3. Carbonic anhydrase inhibitors: Topical medications include brinzolamide eye drops (Perimin eye drops). The mechanism of action, as mentioned above, can be to inhibit atrial aqueous production. Long-term use of such drugs can lead to low potassium, can lead to numbness in the hands and feet, gastrointestinal disorders and other adverse reactions. Local use of the eye can produce burning sensation, stinging and tearing and other discomfort.

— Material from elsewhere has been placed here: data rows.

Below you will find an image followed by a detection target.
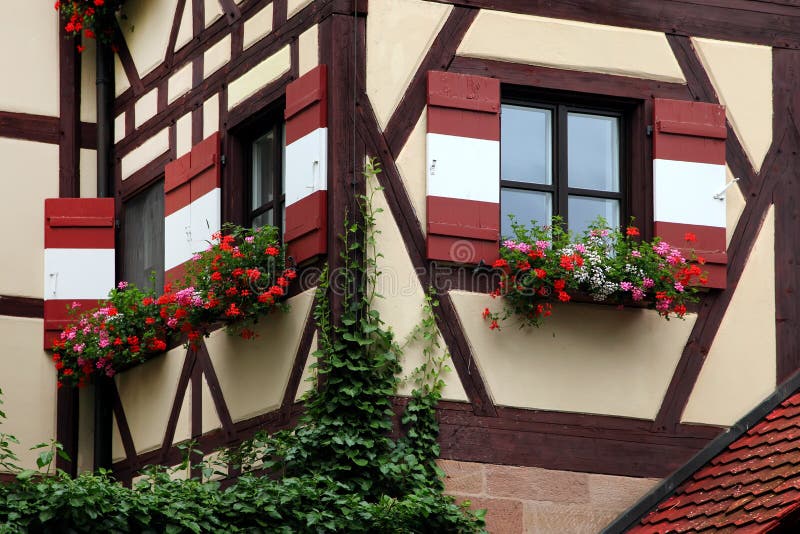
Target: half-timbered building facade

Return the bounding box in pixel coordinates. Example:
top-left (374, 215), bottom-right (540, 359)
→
top-left (0, 0), bottom-right (800, 532)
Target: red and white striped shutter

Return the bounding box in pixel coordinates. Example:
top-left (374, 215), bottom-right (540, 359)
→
top-left (164, 132), bottom-right (222, 281)
top-left (427, 71), bottom-right (500, 263)
top-left (283, 65), bottom-right (328, 263)
top-left (653, 98), bottom-right (728, 288)
top-left (44, 198), bottom-right (115, 348)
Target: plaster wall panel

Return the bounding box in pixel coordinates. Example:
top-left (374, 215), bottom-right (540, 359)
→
top-left (692, 37), bottom-right (772, 171)
top-left (451, 291), bottom-right (697, 419)
top-left (78, 384), bottom-right (94, 473)
top-left (133, 89), bottom-right (158, 129)
top-left (175, 2), bottom-right (194, 51)
top-left (243, 4), bottom-right (274, 49)
top-left (203, 35), bottom-right (231, 78)
top-left (120, 128), bottom-right (169, 180)
top-left (368, 184), bottom-right (467, 401)
top-left (114, 113), bottom-right (125, 143)
top-left (725, 166), bottom-right (745, 245)
top-left (81, 39), bottom-right (97, 122)
top-left (367, 0), bottom-right (452, 128)
top-left (298, 24), bottom-right (319, 76)
top-left (112, 347), bottom-right (191, 461)
top-left (397, 112), bottom-right (428, 232)
top-left (228, 46), bottom-right (292, 109)
top-left (204, 0), bottom-right (224, 28)
top-left (294, 333), bottom-right (319, 402)
top-left (175, 112), bottom-right (192, 157)
top-left (0, 320), bottom-right (56, 469)
top-left (120, 0), bottom-right (178, 77)
top-left (682, 207), bottom-right (776, 426)
top-left (0, 140), bottom-right (58, 300)
top-left (286, 0), bottom-right (314, 19)
top-left (457, 10), bottom-right (685, 82)
top-left (167, 63), bottom-right (192, 104)
top-left (204, 290), bottom-right (314, 421)
top-left (0, 2), bottom-right (57, 116)
top-left (203, 94), bottom-right (219, 139)
top-left (80, 148), bottom-right (97, 198)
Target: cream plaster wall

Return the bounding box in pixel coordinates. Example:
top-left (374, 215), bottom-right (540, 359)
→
top-left (0, 318), bottom-right (56, 469)
top-left (367, 0), bottom-right (452, 129)
top-left (373, 185), bottom-right (467, 401)
top-left (294, 332), bottom-right (318, 402)
top-left (692, 37), bottom-right (772, 170)
top-left (111, 347), bottom-right (192, 461)
top-left (120, 128), bottom-right (169, 180)
top-left (175, 2), bottom-right (194, 51)
top-left (243, 3), bottom-right (274, 49)
top-left (79, 148), bottom-right (97, 198)
top-left (120, 0), bottom-right (178, 77)
top-left (457, 10), bottom-right (685, 82)
top-left (0, 140), bottom-right (58, 300)
top-left (228, 45), bottom-right (292, 109)
top-left (451, 291), bottom-right (697, 419)
top-left (683, 207), bottom-right (776, 426)
top-left (298, 24), bottom-right (319, 76)
top-left (0, 2), bottom-right (61, 116)
top-left (397, 108), bottom-right (428, 232)
top-left (203, 290), bottom-right (314, 421)
top-left (725, 166), bottom-right (745, 245)
top-left (286, 0), bottom-right (314, 19)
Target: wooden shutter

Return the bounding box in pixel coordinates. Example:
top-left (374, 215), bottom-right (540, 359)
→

4, alpha agonists: the main clinical drugs are colistin and brimonidine tartrate (Alfagen). Brimonidine can activate the α2 receptors in the ciliary body, inhibit cAMP synthesis and reduce atrial fluid production. The main mechanism of its hypotensive effect is to increase atrial fluid drainage and decrease atrial fluid production. Its common local side effects include congestion, lacrimation and dry mouth, and systemic side effects include tachycardia, tardive dyskinesia and hypertension. The drug has a dual mechanism for lowering IOP, as well as potential optic nerve protection, and the lowest rate of visual field progression occurred when used and followed up in a large population of hypo-cyanotic individuals. This class of drugs has the least cardiovascular side effects compared to timothyroxine.
This is a relatively new class of anti-glaucoma drugs, currently used in 0.005% latanoprost eye drops (Silyta), 0.004% travoprost eye drops (Suvetan), 0.03% bemiprost eye drops (Lumigan), etc. PGs are a class of unsaturated 20-carbon fatty acids derived mainly from arachidonic acid via the cyclooxygenase pathway. The main mechanism of action of PGs is to reduce IOP by acting on matrix metalloproteinases in the non-ciliary muscle and scleral-vitreous membrane channels, resulting in relaxation of the ciliary muscle and an increase in the muscle gap, as well as an increase in matrix metalloproteinase activity, which reduces the resistance to atrial outflow and leads to outflow of atrial water through the scleral-vitreous membrane channels. These drugs were approved by the US FDA to enter the clinic in 1996 and are currently the most prescribed anti-glaucoma drugs in Europe and America. In China, due to economic factors, this drug is often used as a second-line drug. With the development of China’s economic level and the improvement of patients’ medical payment ability, the prescription amount of prostaglandins in China is gradually increasing and becoming a common drug for glaucoma clinical treatment. Completed clinical studies have confirmed that prostaglandin-based eye drops can effectively lower intraocular pressure, and are effective for open-angle glaucoma, chronic angle-closure glaucoma, pigment-spreading glaucoma, atrial angle recession, resting uveitis, and exfoliation syndrome, but not for active uveitis or Sturgeon-Weber syndrome. Its common side effects include conjunctival congestion, eyelash growth, and deepening of iris pigmentation.
Combinations of topical agents
The combination preparations that have been used are latanoprost eye drops, also known as Silygar: this drug is a combination of latanoprost and timolol maleate. Each 1ml of latanoprost eye drops contains 50ug of latanoprost and 6.8mg of timolol. It is indicated for patients in whom conventional beta-blocker therapy is not effective. The precautions for its use are the same as those described previously, and attention needs to be paid to the side effects of beta-blockers on the respiratory and cardiovascular systems.